After a talk on derandomization at Midwest Theory Day, someone asked if those techniques could also be used in quantum computing.
In classical randomness under reasonable assumptions
we can create a polynomial in m sized set S number of strings of length m such that every circuit of size m will accept with roughly the same probability whether we draw the input uniformly from S or from all strings of length m. Can we have an analog for quantum?
There are many good parallels between probabilistic computing and quantum computing. Both seem to allow an exponential number of possible computations in parallel combined in a limited way. Probabilistic computation is essentially multiplying exponentially large stochastic matrices and quantum computing is multiplying exponentially large unitary (or just orthogonal) matrices.

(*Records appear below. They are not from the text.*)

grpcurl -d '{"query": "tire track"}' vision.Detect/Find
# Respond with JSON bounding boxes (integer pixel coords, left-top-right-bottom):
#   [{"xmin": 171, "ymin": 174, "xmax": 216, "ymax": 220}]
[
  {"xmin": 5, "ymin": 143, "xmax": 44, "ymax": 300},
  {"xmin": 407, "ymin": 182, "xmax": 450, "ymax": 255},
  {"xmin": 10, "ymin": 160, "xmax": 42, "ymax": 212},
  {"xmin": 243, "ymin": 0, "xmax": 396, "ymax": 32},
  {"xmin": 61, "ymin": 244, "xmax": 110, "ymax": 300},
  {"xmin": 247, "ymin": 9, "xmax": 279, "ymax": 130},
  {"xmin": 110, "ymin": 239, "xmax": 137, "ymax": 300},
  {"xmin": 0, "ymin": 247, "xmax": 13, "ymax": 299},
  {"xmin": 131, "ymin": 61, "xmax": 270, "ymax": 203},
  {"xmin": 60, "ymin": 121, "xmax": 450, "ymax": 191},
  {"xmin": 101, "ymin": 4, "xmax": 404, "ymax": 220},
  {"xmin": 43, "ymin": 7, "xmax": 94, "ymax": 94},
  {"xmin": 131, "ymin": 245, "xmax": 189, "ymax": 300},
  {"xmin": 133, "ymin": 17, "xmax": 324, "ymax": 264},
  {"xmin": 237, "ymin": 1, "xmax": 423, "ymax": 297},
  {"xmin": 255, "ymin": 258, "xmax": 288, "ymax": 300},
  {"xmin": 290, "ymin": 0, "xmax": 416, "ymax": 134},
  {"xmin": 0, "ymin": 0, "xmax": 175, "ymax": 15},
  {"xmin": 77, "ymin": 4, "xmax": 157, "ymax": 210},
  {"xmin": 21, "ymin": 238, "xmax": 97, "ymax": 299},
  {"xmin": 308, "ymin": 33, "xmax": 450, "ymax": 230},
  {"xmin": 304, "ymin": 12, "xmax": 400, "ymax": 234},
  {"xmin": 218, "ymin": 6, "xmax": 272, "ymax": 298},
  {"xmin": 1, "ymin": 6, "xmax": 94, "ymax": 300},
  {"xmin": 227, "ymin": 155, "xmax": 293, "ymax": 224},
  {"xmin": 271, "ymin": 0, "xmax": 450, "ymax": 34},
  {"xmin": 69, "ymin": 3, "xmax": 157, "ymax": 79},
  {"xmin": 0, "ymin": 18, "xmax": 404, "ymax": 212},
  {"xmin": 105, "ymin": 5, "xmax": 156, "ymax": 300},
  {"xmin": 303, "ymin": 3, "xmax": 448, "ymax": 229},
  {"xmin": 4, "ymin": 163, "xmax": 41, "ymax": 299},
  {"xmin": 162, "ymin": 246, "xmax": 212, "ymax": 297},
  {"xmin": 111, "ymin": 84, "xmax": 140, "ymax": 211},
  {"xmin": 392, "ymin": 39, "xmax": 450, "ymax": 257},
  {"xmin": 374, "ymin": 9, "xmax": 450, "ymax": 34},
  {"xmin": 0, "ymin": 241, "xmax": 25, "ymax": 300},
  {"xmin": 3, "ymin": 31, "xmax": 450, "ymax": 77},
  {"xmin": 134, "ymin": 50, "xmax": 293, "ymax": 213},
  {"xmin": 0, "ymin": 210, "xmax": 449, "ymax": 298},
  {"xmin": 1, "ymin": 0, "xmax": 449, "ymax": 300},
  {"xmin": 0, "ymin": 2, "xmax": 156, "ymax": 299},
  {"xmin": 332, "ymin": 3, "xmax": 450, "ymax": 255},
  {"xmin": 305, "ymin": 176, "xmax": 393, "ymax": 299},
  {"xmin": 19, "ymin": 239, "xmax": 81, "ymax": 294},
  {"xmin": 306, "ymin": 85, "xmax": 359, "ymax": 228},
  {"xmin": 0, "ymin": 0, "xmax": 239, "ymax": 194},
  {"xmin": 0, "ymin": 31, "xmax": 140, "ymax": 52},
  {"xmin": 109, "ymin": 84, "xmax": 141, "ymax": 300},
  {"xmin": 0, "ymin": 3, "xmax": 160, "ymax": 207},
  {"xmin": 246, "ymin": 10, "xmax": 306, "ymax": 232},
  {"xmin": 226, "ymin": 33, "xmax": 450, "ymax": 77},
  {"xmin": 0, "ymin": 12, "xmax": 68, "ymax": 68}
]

If a quantum algorithm uses classical randomness, one can replace that randomness with measurements of appropriate qbits. So classical randomness does not give any additional power to quantum computation.
But could one use some hardness assumptions to remove the quantumness from a quantum computation leaving a deterministic algorithm? It's not clear we can pull out the quantumness
and even if we could quantumness and randomness just work differently. Quantum algorithms get their power from interference, allowing adding positive and negative amplitudes causing cancellation, something very difficult to simulate probabilistically or with any form of psuedorandom generator.
In short no hope for dequantification. You'll just have to build that quantum computer if you want to run those quantum algorithms.